Goldman Sachs: expect OPEC to raise production starting December as recession is unlikely

U.S. unprocessed oil futures rebounded more than 1% on Monday after posting the worst week since October 2023.

The U.S. benchmark, West Texas Intervening, and the Brent global benchmark have fallen more than 15% in the third quarter.

“We have lost 400 million barrels of fiscal demand since early July,” Daan Struyven, oil research head at Goldman Sachs, said on CNBC’s “Kick Box Asia” on Monday. “That is basically 7 million barrels per day of financial demand that we lost.”

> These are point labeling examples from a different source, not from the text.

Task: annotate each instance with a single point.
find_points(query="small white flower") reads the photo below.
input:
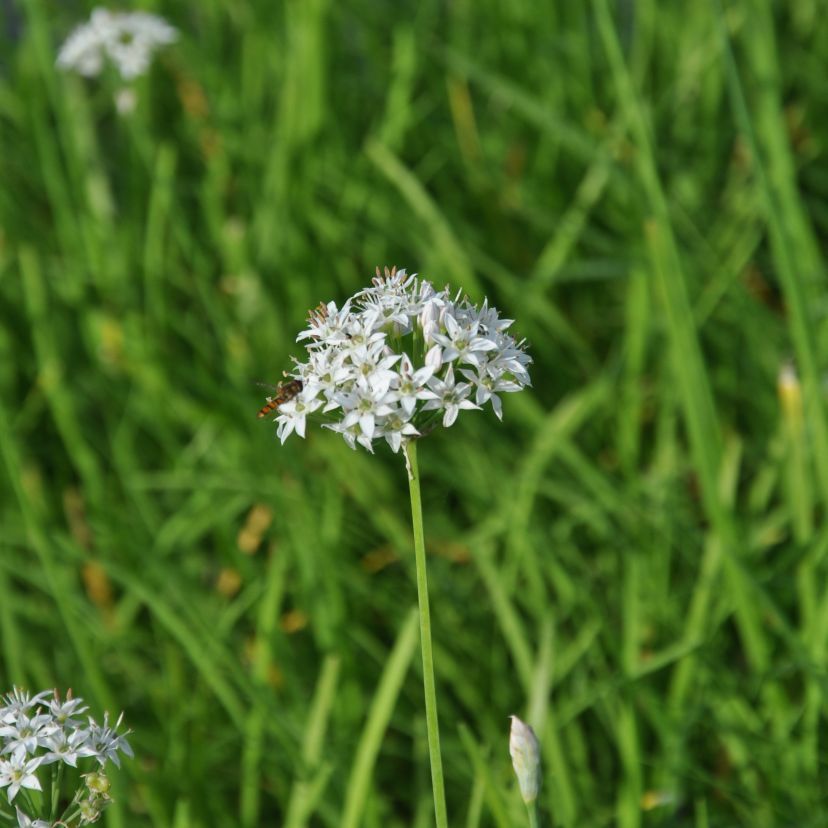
(19, 701)
(64, 712)
(395, 427)
(462, 342)
(449, 396)
(64, 747)
(293, 415)
(103, 742)
(410, 385)
(18, 773)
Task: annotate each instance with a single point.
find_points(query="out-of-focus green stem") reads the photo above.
(432, 725)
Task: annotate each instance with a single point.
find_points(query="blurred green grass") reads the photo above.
(635, 559)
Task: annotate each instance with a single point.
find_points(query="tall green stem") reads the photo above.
(410, 448)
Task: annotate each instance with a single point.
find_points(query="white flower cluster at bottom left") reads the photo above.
(39, 730)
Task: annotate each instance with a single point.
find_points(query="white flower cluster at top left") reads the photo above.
(128, 40)
(398, 357)
(40, 730)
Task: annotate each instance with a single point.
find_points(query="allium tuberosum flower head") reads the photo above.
(397, 359)
(127, 40)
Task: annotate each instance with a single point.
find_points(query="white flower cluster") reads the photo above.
(37, 731)
(127, 39)
(396, 357)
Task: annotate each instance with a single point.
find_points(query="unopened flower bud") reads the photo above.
(525, 751)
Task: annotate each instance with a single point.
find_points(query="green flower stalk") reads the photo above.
(395, 361)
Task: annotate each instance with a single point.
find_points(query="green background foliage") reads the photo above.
(634, 560)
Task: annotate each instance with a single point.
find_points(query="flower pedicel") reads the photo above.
(397, 358)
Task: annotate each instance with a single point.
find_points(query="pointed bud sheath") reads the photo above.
(525, 751)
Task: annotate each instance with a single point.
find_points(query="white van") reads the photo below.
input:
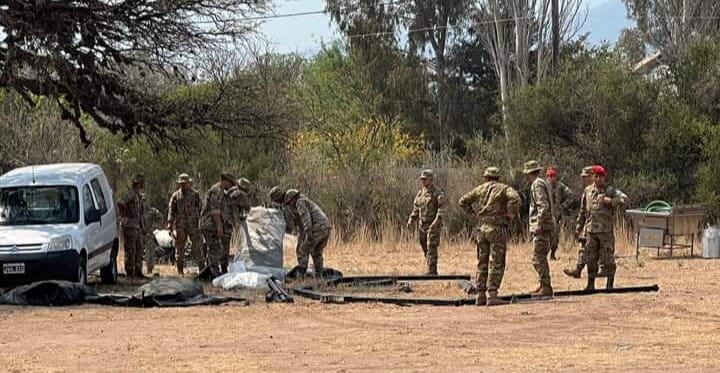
(57, 221)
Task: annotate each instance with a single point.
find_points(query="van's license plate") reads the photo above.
(13, 268)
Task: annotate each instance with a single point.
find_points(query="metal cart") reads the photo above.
(661, 230)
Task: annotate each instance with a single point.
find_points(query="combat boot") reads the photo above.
(590, 287)
(575, 273)
(494, 300)
(481, 299)
(544, 291)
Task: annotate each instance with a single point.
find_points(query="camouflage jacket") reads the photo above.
(153, 219)
(563, 199)
(184, 209)
(214, 205)
(310, 216)
(290, 222)
(131, 213)
(595, 216)
(541, 206)
(429, 204)
(491, 202)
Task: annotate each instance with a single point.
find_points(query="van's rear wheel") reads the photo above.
(108, 274)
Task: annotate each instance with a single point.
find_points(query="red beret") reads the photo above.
(599, 170)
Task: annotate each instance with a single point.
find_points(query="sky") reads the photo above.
(305, 34)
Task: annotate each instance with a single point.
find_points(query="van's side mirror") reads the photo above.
(92, 216)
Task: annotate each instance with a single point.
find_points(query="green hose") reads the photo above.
(658, 206)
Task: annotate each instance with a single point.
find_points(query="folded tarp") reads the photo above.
(263, 252)
(157, 293)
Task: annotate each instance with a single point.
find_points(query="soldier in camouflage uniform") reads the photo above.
(495, 205)
(314, 231)
(542, 226)
(153, 220)
(586, 175)
(184, 222)
(563, 199)
(277, 201)
(428, 210)
(214, 221)
(132, 226)
(597, 211)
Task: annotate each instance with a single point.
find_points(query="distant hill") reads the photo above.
(606, 20)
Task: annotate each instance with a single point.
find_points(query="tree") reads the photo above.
(670, 25)
(511, 29)
(374, 25)
(93, 57)
(631, 45)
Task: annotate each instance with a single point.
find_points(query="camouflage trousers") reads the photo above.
(555, 238)
(581, 255)
(218, 250)
(149, 246)
(429, 242)
(541, 249)
(181, 237)
(312, 245)
(491, 243)
(133, 246)
(600, 248)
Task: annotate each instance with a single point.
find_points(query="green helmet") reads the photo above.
(276, 194)
(291, 194)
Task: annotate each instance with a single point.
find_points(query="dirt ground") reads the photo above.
(676, 329)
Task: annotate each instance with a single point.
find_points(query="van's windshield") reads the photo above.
(39, 205)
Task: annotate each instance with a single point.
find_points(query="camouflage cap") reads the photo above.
(427, 174)
(531, 167)
(226, 176)
(493, 172)
(138, 178)
(276, 194)
(291, 194)
(184, 179)
(244, 184)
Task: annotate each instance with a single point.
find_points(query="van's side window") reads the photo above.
(99, 196)
(88, 204)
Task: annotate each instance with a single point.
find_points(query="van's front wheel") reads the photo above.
(108, 274)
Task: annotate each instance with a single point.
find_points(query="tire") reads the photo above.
(81, 272)
(108, 274)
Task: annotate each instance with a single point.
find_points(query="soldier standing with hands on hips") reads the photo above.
(428, 210)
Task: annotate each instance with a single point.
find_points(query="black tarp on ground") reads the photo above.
(46, 293)
(157, 293)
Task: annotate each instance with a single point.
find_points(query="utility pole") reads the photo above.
(556, 35)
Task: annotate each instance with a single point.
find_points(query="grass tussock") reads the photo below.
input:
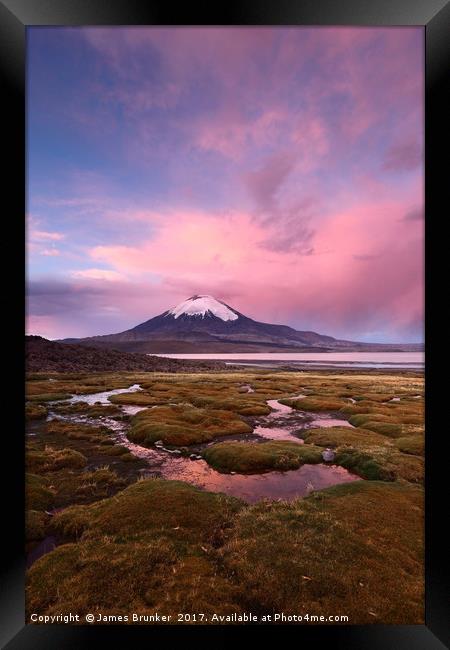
(35, 525)
(414, 445)
(360, 544)
(344, 436)
(164, 545)
(35, 411)
(52, 460)
(184, 425)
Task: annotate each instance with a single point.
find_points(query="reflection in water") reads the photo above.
(251, 488)
(103, 398)
(325, 421)
(276, 433)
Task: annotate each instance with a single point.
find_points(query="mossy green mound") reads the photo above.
(38, 495)
(359, 544)
(411, 445)
(35, 525)
(165, 546)
(344, 436)
(35, 411)
(183, 425)
(152, 507)
(52, 460)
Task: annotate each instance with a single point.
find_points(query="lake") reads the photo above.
(388, 360)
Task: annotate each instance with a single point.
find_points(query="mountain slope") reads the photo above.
(203, 324)
(42, 355)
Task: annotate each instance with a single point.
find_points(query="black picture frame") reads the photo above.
(15, 17)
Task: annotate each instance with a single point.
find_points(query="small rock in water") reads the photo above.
(328, 455)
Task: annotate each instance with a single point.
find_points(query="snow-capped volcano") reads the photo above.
(203, 306)
(203, 323)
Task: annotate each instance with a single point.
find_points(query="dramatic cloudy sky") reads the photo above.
(278, 169)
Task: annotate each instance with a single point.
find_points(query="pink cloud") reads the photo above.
(198, 253)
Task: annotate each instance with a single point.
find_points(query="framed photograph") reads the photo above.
(225, 374)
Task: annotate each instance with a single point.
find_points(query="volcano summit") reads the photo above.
(203, 324)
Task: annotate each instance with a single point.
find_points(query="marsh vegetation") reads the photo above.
(128, 538)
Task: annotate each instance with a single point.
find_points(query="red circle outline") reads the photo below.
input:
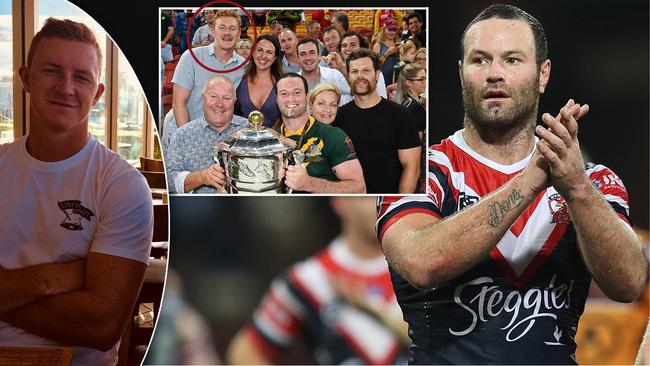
(189, 26)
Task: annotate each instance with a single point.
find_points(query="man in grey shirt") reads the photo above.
(190, 77)
(190, 165)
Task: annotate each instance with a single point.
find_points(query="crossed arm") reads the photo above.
(91, 310)
(349, 173)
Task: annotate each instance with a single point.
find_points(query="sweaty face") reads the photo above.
(292, 97)
(314, 31)
(349, 45)
(243, 48)
(308, 57)
(362, 76)
(226, 32)
(219, 103)
(62, 82)
(325, 107)
(264, 55)
(288, 42)
(500, 80)
(331, 40)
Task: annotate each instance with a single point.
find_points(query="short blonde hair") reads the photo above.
(323, 87)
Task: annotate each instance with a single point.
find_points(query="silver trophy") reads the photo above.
(254, 158)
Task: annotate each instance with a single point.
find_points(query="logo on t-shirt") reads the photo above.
(559, 211)
(74, 212)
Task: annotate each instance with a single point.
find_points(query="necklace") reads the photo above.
(302, 134)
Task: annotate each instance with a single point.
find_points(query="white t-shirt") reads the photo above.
(56, 212)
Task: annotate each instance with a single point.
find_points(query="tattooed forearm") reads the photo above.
(498, 210)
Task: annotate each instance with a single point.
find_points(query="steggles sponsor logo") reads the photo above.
(491, 301)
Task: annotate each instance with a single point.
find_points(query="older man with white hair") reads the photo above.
(190, 165)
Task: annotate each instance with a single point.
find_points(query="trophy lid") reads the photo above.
(256, 140)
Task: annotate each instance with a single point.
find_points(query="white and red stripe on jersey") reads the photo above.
(305, 292)
(458, 177)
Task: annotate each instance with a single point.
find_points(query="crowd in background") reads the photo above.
(396, 36)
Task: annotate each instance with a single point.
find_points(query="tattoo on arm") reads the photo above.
(498, 210)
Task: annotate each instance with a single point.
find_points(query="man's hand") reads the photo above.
(65, 277)
(560, 147)
(335, 61)
(297, 178)
(22, 286)
(214, 176)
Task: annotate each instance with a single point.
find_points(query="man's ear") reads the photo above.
(23, 72)
(100, 91)
(544, 75)
(460, 71)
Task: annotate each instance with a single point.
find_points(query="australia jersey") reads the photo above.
(521, 303)
(302, 302)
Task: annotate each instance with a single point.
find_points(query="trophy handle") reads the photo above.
(227, 185)
(295, 157)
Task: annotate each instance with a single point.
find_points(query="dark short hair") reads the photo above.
(342, 18)
(414, 15)
(68, 30)
(294, 75)
(307, 40)
(363, 42)
(362, 53)
(510, 12)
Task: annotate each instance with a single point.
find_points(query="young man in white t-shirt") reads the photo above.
(76, 218)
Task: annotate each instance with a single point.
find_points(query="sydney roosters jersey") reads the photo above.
(521, 303)
(302, 302)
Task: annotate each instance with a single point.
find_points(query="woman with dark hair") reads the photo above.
(411, 83)
(256, 92)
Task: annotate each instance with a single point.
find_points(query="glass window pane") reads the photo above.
(61, 9)
(6, 73)
(130, 114)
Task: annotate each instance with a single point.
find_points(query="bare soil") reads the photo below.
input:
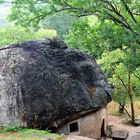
(120, 123)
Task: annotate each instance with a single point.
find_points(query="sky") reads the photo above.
(4, 11)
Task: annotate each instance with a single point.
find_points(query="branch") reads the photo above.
(118, 21)
(129, 11)
(137, 76)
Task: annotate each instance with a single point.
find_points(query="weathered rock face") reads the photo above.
(44, 83)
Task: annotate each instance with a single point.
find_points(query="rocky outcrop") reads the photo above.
(43, 84)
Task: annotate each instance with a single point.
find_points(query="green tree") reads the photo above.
(16, 34)
(117, 28)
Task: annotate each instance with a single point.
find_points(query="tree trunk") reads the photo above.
(131, 97)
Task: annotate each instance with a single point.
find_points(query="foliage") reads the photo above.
(61, 22)
(16, 133)
(14, 34)
(107, 29)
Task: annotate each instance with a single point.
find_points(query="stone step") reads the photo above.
(119, 134)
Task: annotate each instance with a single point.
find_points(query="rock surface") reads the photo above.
(43, 83)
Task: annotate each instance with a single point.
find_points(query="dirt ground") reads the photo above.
(120, 123)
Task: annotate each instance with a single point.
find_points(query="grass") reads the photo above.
(15, 133)
(113, 108)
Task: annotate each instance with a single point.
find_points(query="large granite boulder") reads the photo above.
(43, 84)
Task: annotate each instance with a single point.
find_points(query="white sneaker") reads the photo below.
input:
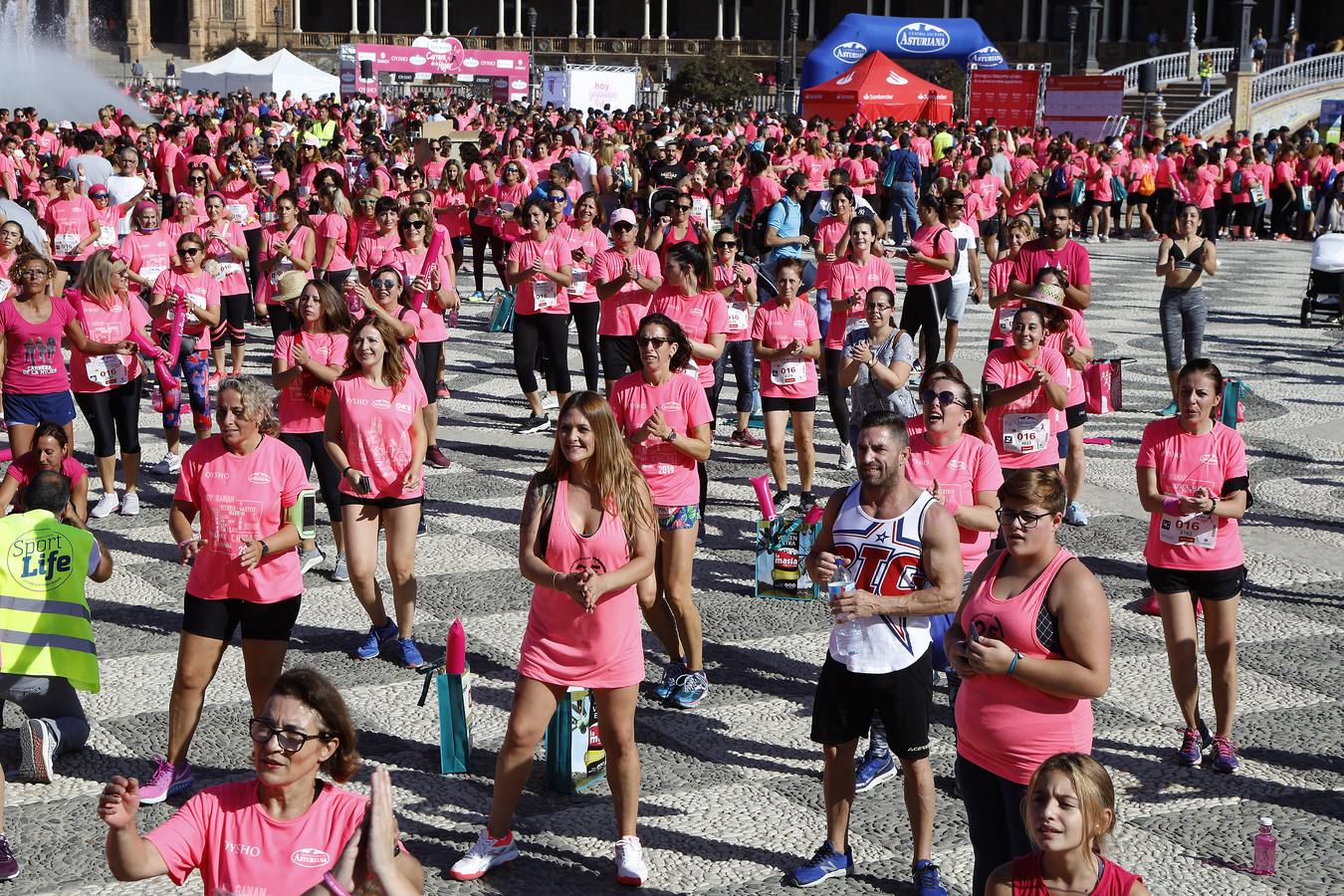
(105, 507)
(483, 856)
(629, 862)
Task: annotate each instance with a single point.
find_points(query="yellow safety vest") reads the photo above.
(45, 619)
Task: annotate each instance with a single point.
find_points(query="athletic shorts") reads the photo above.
(221, 618)
(1205, 584)
(791, 404)
(847, 702)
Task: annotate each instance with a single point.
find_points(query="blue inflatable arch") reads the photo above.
(857, 35)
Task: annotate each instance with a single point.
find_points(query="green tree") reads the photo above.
(713, 78)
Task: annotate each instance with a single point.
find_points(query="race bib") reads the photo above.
(1025, 433)
(787, 372)
(108, 369)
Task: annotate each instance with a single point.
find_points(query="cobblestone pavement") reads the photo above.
(732, 794)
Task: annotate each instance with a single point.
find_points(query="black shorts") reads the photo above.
(617, 354)
(260, 621)
(847, 700)
(791, 404)
(1206, 584)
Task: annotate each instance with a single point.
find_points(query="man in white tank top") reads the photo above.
(903, 553)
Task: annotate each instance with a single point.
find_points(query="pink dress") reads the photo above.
(564, 645)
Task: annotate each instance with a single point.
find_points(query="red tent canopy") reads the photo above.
(876, 88)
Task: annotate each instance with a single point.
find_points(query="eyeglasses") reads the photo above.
(1027, 520)
(262, 731)
(943, 398)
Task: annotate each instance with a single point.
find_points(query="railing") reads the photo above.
(1174, 66)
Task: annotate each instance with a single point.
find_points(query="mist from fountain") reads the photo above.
(35, 70)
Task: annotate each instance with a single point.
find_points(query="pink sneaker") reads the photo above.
(165, 781)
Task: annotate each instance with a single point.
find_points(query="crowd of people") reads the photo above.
(680, 243)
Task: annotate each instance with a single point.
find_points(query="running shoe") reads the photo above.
(671, 673)
(872, 770)
(825, 864)
(1225, 755)
(37, 751)
(483, 856)
(165, 781)
(928, 881)
(629, 862)
(105, 507)
(691, 689)
(373, 641)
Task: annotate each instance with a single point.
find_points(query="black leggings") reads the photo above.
(836, 394)
(924, 310)
(312, 450)
(113, 416)
(584, 322)
(531, 332)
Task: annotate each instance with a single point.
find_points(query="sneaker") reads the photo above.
(671, 673)
(874, 770)
(825, 864)
(629, 862)
(533, 423)
(691, 689)
(409, 653)
(310, 559)
(37, 751)
(436, 457)
(928, 883)
(1225, 755)
(8, 862)
(164, 782)
(105, 506)
(373, 641)
(483, 856)
(1190, 753)
(169, 465)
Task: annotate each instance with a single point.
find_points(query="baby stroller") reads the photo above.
(1325, 281)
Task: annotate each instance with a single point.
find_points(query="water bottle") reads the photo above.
(848, 634)
(1265, 846)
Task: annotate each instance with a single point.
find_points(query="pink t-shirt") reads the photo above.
(621, 314)
(376, 427)
(701, 316)
(241, 849)
(776, 327)
(34, 360)
(963, 469)
(242, 497)
(1186, 462)
(1024, 430)
(669, 473)
(296, 412)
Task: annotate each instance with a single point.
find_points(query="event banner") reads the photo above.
(1083, 104)
(1008, 96)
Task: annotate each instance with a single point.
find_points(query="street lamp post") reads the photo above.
(1072, 30)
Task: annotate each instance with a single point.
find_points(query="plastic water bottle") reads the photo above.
(1265, 846)
(848, 634)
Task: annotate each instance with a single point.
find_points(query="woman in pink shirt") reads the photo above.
(269, 833)
(375, 435)
(246, 487)
(1194, 481)
(587, 538)
(668, 425)
(1031, 642)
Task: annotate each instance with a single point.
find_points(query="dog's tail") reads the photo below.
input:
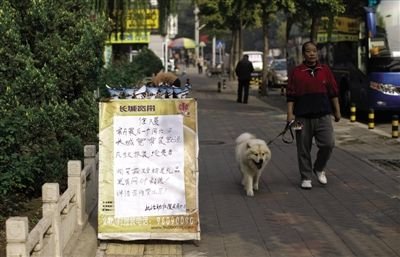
(244, 137)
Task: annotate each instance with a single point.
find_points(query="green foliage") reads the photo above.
(50, 63)
(122, 74)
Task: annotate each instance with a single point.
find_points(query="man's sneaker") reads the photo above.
(321, 177)
(306, 184)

Here are Monday’s suspend energy prices:

  • West Texas Intermediate October contract: $68.71 per barrel, up $1.04, or 1.54%. Year to ancient, U.S. crude oil has fallen 4%.
  • Brent November contract: $71.84 per barrel, up 78 cents, or 1.1%. Year to date, the universal benchmark has pulled back 6.8%.
  • RBOB Gasoline October contract: $1.92 per gallon, up more than 2 cents, or 1.3%. Year to go out with, gasoline has declined 8.7%.
  • Natural Gas October contract: $2.17 per thousand cubic feet, down more than 10 cents, or 4.6%. Year to escort, gas has lost 13.7%.

Weak demand in China has weighed on the crude market, with consumption expected to soften in Europe and the U.S. as the summer mean season winds down and refineries go into maintenance mode.

OPEC+ has delayed a production boost originally time to begin in October as prices have deteriorated. Goldman expects the group to start increasing production in December and augurs that Brent will trade in a range of $70 to $85 per barrel.

“We don’t look for a recession as our base case,” Struyven believed. “The recession probability for the U.S. economy from Goldman research is still 20% over the next 12 months.”